Some limitations and caveats should be mentioned with respect to this case. First, a previous report showed that the serum IL-18 levels of patients with lung cancer were significantly higher compared with normal subjects (the average value from the serum IL-18 of normal subjects was 227.3 pg/ml vs that of patients with lung cancer, which was 390.9 pg/ml) and those of the NSCLC patients with stage IV were significantly higher than those in patients with stage IIIb [12]. In our case, although we did not evaluate the baseline level of IL-18 before both introducing ceritinib and crizotinib, we still believe that the value of IL-18 in our case was clinically important value because it was definitely higher than those previously reported lung cancer patients. Second, it remains unclear from our case report whether there is a direct relationship between the increased level of IL-18 and ceritinib treatment. A previous report showed that increased levels of serum IL-18 were observed in both biliary duct disease and liver disease and the increase in serum IL-18 had a positive correlation with the severity of liver disease [7, 8, 13]. From these reports, the increased level of serum IL-18 in our case report may indicate hepatobiliary toxicity rather than ceritinib-related hepatobiliary toxicity.
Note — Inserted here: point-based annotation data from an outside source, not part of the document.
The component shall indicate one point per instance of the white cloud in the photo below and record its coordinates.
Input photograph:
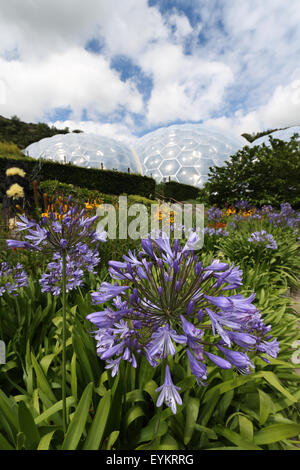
(244, 66)
(281, 110)
(73, 78)
(118, 131)
(185, 87)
In conclusion, the findings of our case indicated that the increase of serum IL-18 had a positive correlation with the progression of severe hepatobiliary adverse effects related to the treatment with ceritinib and the involvement of IL-18 in the hepatobiliary inflammation by the pathological evaluation. These results suggest that IL-18 could be a useful surrogate marker for hepatobiliary toxicity of ceritinib. However, this is only one case report and further prospective observations will be needed to clarify this issue.